CQS is a well known principle in object oriented programming after Bertrand Meyer. It state that we should divide an object’s methods into two sharply separated categories:
- queries that return a result and do not change the observable state of the system (are free of side effects).
- commands that change the state of a system but do not return a value.
As you might know by experience, side effects are expensive. For example, for each new mutable flag in a class, the number of possible states will double. When you model a domain, you should remember that minimizing the side effects means minimizing complexity (thus maximizing the revenues). |
As for value objects, all their methods must be queries. They must be immutable and no method of theirs should modify either the arguments or the system.
Domain services could be designed to change the system (by sending an email or writing a report) and in such case you should make such change explicit.
Mutable entities could have both query methods and commands. You should cleanly diffirenciate them, so that all model’s users will grasp the rationale of each method.
We adopted an idiomatic convention with the following rules:
- queries return a value;
- commands must be void;
-
should a command returns a value, it will go through an
out
parameter that will have a meaningful name; - properties are readonly (thus they are always query);
- entity’s queries should never throw exceptions (argument validation apart);
- commands must be well documented and thrown exceptions should be listed and explained already in the interfaces.
This is probably the major concern in the choice of C# for modeling tasks. Checked exceptions would be valuable for us! We want that clients breaks as early as possible when we change the domain. |
We apply these rules without exception. Epic will provide a set of Gendarme’s rules to check the adherence to such rules, but it will not force them by default.
Factory methods are worth a dedicated section since it could be difficult to ponder whether they are queries or commands.

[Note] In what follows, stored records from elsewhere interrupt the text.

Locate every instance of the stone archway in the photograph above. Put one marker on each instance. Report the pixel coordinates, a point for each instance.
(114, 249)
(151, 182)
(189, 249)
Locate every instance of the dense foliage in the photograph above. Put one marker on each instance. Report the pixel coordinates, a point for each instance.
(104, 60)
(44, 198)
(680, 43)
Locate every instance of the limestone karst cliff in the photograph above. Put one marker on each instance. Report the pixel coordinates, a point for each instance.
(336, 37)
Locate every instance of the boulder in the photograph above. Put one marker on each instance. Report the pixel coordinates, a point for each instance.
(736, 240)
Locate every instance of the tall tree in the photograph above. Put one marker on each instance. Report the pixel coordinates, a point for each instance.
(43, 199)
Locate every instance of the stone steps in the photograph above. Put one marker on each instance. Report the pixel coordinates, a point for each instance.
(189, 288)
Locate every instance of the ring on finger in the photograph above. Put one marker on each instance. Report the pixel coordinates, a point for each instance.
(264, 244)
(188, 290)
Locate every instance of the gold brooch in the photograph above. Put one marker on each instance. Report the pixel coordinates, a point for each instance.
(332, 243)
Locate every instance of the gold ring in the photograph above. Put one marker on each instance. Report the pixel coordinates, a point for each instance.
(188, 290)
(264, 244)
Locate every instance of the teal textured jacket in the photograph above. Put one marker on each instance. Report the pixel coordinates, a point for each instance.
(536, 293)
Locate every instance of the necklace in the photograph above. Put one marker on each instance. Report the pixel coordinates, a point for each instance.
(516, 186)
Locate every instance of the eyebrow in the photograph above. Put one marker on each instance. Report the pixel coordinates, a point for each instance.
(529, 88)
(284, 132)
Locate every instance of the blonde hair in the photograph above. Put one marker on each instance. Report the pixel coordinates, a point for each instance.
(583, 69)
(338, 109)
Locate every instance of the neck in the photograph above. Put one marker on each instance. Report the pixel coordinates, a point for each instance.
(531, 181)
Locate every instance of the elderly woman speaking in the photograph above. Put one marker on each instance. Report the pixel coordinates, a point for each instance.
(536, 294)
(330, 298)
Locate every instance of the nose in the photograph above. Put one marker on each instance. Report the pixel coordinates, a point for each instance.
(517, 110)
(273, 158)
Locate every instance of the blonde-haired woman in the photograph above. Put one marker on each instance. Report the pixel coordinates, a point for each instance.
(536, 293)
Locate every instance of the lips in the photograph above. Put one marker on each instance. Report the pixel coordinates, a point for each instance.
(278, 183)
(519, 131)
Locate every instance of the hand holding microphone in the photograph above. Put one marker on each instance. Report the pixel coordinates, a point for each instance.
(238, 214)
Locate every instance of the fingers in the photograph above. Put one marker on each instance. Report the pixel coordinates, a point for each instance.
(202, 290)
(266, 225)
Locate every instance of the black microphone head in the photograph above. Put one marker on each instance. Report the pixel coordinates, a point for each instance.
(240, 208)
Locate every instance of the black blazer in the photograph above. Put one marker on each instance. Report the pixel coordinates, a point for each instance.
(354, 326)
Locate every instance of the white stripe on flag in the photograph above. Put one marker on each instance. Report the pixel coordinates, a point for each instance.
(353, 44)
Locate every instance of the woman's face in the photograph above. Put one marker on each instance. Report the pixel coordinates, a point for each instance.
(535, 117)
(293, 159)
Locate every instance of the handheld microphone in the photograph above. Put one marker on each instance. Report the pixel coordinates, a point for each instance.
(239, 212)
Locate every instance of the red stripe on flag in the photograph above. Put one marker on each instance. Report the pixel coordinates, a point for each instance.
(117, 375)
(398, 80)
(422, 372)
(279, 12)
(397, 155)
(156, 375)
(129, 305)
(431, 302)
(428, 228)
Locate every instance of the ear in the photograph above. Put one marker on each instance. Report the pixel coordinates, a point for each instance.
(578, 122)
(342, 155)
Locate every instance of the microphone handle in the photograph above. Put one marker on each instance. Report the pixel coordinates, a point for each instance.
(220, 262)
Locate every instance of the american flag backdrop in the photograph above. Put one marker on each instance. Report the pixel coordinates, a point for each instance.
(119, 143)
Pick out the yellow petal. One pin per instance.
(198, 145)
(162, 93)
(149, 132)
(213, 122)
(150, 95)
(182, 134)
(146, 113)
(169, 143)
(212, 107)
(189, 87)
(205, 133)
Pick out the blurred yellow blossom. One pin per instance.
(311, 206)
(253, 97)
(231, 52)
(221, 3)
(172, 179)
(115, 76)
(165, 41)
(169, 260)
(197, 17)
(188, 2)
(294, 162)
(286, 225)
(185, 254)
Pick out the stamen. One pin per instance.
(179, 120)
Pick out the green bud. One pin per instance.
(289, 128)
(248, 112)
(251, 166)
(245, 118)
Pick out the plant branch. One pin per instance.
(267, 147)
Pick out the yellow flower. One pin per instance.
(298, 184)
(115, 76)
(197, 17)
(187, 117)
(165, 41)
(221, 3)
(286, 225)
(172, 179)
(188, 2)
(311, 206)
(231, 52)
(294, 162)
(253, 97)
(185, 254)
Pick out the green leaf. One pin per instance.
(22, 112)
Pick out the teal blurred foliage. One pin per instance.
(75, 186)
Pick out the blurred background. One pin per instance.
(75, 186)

We all know the creational pattern that encapsulates the creation of objects in a method owned by another class (either static or not).
In the context of Epic, you should separate two kind of factory methods:
- those that build value objects (such as specifications, itineraries or moneys);
- those that build entities.
Providing a new instance of a value object does not change the system: you can
create all the copies of a PreferredStockQuantity
you like, but until you do
not Purchase(PreferredStockQuantity)
that quantity, your securities account
doesn’t change!
Since such operation do not change the observable state of the system, it is a
query and should return a value.
Creating a new securities account, instead, deeply changes the system: first
the bank smiles, but what matter is that the identifier assigned to your
account is taken forever. No other account can take that identifier.
This is definitely a command: it should be a void method and the new account
(or its identifier at least) should be returned in an out
parameter.
Idempotence is another well known principle in math and functional programming. It is the property of operations that can be applied multiple times without changing the result.
C# does not handle referential transparency and since we design mutable entities, idempotence can not be adopted as when we programm, say, in Haskell. Nevertheless it profitable to prefer idempotent APIs.
Methods of both value objects and domain services should be designed to be idempotent. However, when they get an entity as an argument the result could change among subsequent calls, as the entity recieves a command.
Each instance of an entity holds a mutable state that affects the result of depending queries. |
Entities' queries are a bit trickier: you should always get the same result when calling with the same arguments, until either the method’s owner or the arguments recieve a command.
Commands of entities are even more complex: you should design them to be
idempotent as far as possible. For example, you could prefer methods like
SetSomething()
instead of AddSomething()
and RemoveSomething()
, thus
allowing idempotence (and reducing the interface size) without
affecting comprehensibility.
Indeed, it’s often quite easy to adopt idempotent APIs. See for example the
IVoyage
interface in the DDDSample from the Epic source code: commands like
StopOver(ILocation)
and DepartFrom(ILocation)
are both idempotent and
expressive.
If a voyage either departs from a location or stop over a location twice,
it will always be in the same state.